While the Interahamwe was led by prominent figures in the ruling party National Republican Movement for Democracy and Development (Mouvement républicain national pour la démocratie et le développement, MRND), the Impuzamugambi was controlled by the leadership of the Coalition for the Defense of the Republic (Coalition pour la Défense de la République, CDR) and recruited its members from the youth wing of the CDR. The CDR was a separate Hutu party which cooperated with the MRND, though it had a significantly more extreme ethnically Pro-Hutu and Anti-Tutsi agenda than the MRND. The smaller Impuzamugambi was less organized than the Interahamwe, but it was responsible for a large portion of genocidal deaths.

Like the Interahamwe, the Impuzamugambi was trained and equipped by the Rwandan Government Forces (RGF) and the Presidential Guard of Rwanda's president and MRND leader Juvénal Habyarimana. When the genocide started in April 1994, the Interahamwe and the Impuzamugambi acted in close collaboration and largely merged their structures and activities, though some distinction was still evident in differences in their clothing. Some génocidaires participated with both militias in the killings of Tutsis and moderate Hutu. After the main period of genocide, members of both militias as well as large parts of the Hutu population fled from Rwanda to the east of the Democratic Republic of Congo.

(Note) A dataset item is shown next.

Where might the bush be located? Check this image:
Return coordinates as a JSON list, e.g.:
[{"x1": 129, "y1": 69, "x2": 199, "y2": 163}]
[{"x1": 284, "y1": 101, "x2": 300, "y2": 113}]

Of the leadership of the CDR, Hassan Ngeze and Jean Bosco Barayagwiza were greatly responsible for commanding the Impuzamugambi. Both were found guilty in 2003 by the International Criminal Tribunal for Rwanda of planning and leading the genocide, incitement of genocide, and crimes against humanity. They were both sentenced to life imprisonment. The sentence against Barayagwiza was later reduced to 35 years due to a partial violation of due process. After deducting time already served, he would have stayed in prison for at least 27 years but later died.